To lose weight you need to be in a calorie deficit (i.e. you expend more energy than you eat on a daily basis). As a general rule of thumb for sustainable weight loss you want to be in a deficit of around 500kcal/day. This is enough to see decent progress each week, but without getting starving hungry from not eating anything and importantly not wasting away important muscle mass which will likely occur with an extreme calorie deficit.

But Joe how do I figure out how many calories I’m burning each day? This is probably one of the most frequent questions I get asked, and the answer is simply that it is different for every single individual depending on a number of factors, but most importantly your height, weight, age and your physical activity levels.

Without further ado whip out your scientific calculator (or Google “scientific calculator”) and use these formulas:

Step 1 – Calculating your Basal Metabolic Rate

Your basal metabolic rate (BMR) simply means the amount of energy used by your body during a 24-hour period if no activity is performed. In other words, if you’re inactive for 24-hours straight, you’d still “burn” the amount of calories equivalent to your BMR.

For Men

BMR = 66 + (13.7 x weight in kg) + (5 x height in cm) – (6.8 x age)

For Women

BMR = 655 + (9.6 x weight in kg) + (1.7 x height in cm) – (4.7 x age)

Step 2 – Factoring in your activity level

The more active you are the more you’ll burn fuel. To get an adequate estimation you need to multiply your BMR by an activity level

Activity level factor Activity level

1.0

Sedentary

1.2

Very light activity

1.4

Light activity*

1.6

Moderate activity

1.8

High activity

2.0

Extreme activity
  • By sedentary we mean doing nothing all day (sleeping and watching TV).
  • By very light activity we mean doing nothing physical. Working a desk job or on a computer and not performing any type of physical activity during your day.
  • By light activity we mean having a non-physical job (desk, computer, etc.) but performing some sort of physical activity during the day (e.g. above average walking) but no hard training.
  • By moderate activity we mean having a non-physical job, performing some sort of physical activity during the day, and including a daily workout session in your routine. This is where most of you are at.
  • By high activity we mean either training plus a physical job or non-physical job and twice-a-day training sessions.
  • By extreme activity we mean a very physical job and daily hard training.

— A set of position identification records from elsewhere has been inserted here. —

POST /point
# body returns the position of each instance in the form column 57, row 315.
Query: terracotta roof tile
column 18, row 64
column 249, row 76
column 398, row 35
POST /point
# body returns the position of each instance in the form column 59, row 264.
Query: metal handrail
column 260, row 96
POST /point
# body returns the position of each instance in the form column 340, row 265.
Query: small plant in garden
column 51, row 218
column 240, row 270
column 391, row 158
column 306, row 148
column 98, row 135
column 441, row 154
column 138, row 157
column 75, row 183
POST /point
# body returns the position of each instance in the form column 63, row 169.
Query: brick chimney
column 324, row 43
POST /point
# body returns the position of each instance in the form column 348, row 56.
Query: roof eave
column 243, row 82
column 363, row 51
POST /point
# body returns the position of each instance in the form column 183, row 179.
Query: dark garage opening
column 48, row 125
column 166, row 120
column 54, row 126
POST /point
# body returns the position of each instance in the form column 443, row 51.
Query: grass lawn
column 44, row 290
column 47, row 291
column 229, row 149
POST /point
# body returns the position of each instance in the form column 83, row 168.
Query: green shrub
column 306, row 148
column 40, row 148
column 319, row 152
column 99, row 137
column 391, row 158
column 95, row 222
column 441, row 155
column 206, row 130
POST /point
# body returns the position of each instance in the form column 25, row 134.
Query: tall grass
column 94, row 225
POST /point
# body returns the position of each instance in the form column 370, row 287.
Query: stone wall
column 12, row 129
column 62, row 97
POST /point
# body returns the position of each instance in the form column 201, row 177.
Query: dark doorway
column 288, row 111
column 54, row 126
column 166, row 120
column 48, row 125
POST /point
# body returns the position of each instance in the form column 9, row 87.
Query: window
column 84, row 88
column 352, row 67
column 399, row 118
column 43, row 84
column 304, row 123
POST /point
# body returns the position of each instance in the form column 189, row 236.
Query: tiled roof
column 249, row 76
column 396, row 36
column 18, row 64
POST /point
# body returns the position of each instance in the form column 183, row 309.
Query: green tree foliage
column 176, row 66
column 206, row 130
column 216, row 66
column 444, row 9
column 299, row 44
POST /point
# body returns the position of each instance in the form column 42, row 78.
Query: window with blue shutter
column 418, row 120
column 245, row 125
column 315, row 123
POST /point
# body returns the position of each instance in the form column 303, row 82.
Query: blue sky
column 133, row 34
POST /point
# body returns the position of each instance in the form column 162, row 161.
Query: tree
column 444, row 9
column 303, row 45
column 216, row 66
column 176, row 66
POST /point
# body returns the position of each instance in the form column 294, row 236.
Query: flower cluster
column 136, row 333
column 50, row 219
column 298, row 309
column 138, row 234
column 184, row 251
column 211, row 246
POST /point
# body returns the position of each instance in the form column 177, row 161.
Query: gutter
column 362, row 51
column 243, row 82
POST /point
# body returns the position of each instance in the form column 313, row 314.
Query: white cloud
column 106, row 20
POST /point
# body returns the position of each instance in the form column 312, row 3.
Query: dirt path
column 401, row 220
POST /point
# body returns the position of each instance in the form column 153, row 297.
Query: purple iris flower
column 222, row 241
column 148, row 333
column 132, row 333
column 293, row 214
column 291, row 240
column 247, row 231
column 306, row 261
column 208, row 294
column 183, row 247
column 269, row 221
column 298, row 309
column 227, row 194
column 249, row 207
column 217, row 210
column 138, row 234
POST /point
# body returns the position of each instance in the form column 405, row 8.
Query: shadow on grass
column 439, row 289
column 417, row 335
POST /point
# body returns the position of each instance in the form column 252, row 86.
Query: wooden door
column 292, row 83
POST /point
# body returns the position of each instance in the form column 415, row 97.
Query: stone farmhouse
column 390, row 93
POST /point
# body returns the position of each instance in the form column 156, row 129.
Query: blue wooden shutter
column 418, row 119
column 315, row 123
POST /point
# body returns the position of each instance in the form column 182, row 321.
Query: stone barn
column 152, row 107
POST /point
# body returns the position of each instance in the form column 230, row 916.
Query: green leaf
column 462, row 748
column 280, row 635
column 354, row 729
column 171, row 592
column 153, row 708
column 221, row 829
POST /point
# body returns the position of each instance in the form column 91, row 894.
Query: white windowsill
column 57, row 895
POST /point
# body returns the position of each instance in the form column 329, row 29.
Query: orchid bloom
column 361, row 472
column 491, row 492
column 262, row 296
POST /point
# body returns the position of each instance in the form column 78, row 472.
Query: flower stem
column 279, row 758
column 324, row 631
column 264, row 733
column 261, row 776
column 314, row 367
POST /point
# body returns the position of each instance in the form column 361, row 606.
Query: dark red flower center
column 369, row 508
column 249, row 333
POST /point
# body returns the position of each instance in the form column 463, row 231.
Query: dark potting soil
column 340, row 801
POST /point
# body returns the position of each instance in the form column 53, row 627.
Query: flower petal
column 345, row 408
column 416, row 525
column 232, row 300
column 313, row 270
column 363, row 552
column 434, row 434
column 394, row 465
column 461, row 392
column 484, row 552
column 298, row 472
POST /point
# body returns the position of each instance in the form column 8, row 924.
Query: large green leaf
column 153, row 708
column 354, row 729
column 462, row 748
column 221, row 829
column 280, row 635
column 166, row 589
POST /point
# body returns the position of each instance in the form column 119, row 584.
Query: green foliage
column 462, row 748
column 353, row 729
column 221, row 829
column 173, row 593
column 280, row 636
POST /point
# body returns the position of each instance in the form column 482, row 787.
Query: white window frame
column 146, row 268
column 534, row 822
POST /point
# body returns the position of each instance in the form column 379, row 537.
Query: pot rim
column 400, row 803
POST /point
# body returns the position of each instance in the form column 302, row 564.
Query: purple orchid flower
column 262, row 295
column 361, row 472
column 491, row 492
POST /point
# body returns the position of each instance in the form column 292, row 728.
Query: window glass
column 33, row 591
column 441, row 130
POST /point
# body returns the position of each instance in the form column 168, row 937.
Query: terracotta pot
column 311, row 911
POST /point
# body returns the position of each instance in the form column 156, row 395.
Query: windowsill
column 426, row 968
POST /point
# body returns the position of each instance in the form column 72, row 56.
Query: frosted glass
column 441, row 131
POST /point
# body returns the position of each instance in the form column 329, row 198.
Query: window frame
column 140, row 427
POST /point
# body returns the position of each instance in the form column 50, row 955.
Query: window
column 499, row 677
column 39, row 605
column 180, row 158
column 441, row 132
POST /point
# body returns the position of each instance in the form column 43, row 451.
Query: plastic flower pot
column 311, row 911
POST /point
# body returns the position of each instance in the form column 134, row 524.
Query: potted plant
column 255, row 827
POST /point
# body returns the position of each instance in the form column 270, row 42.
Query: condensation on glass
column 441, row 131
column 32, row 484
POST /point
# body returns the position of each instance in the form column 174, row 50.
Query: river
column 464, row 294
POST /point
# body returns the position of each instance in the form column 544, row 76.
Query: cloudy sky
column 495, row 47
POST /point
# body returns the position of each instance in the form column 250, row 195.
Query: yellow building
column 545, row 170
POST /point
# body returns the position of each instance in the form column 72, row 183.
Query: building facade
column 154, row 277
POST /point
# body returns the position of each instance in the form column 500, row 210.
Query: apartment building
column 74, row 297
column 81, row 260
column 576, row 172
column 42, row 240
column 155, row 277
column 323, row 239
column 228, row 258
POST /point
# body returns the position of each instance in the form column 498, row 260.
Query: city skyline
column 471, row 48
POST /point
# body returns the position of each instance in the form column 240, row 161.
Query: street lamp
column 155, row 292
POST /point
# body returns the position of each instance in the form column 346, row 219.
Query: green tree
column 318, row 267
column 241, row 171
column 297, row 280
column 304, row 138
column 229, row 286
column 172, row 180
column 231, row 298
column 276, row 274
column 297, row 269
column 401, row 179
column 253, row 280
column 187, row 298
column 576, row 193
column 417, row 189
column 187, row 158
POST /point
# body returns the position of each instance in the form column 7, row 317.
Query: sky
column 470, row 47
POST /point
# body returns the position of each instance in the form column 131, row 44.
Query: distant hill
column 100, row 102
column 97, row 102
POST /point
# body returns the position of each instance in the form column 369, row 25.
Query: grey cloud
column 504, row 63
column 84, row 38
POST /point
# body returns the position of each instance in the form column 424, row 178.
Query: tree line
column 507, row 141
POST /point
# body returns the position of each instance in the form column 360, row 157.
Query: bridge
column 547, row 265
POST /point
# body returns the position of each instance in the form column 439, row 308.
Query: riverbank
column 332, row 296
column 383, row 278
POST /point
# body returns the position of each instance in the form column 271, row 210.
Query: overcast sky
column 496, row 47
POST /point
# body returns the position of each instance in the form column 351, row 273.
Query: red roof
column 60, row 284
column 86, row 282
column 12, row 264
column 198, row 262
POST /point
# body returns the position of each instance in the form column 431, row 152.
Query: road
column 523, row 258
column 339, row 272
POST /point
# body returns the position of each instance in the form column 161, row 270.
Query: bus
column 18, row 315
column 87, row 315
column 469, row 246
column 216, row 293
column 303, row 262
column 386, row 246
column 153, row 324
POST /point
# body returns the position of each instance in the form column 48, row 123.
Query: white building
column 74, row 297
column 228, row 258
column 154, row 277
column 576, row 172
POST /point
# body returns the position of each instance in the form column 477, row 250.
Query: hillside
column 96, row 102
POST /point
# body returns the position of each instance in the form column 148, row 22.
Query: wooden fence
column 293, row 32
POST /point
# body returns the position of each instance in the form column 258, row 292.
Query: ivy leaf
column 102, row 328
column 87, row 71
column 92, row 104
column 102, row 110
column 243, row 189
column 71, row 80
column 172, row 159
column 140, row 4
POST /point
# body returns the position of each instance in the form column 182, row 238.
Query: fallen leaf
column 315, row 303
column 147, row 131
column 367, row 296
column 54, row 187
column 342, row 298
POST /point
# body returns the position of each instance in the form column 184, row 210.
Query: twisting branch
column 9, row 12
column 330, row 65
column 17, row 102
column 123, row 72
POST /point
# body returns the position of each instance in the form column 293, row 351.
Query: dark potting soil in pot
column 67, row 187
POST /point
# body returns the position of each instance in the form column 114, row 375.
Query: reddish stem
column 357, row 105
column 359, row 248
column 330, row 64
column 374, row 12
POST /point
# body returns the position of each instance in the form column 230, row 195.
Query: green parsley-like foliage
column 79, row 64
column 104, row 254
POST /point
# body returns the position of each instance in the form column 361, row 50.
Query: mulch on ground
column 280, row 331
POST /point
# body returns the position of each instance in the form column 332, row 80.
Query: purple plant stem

* As a gauge most of my clients who have a sedentary job but train with me twice per week I give as 1.3 activity factor.

Your Daily Expenditure Is:

BMR x Activity Factor

Step 3 – Adjusting your Calorie Intake too your goal

For those of you looking for good sustainable fat loss, simply -500kcal from your energy expenditure. Looking to maintain you weight (remember maintaining your weight doesn’t mean you won’t be changing the way you look if your training is correct) leave the number the same. Looking to gain lean muscle mass then add 500 kcal. This is all assuming your doing your work in the gym!

To count your calories I would highly recommend the website/mobile app called MyFitnessPal.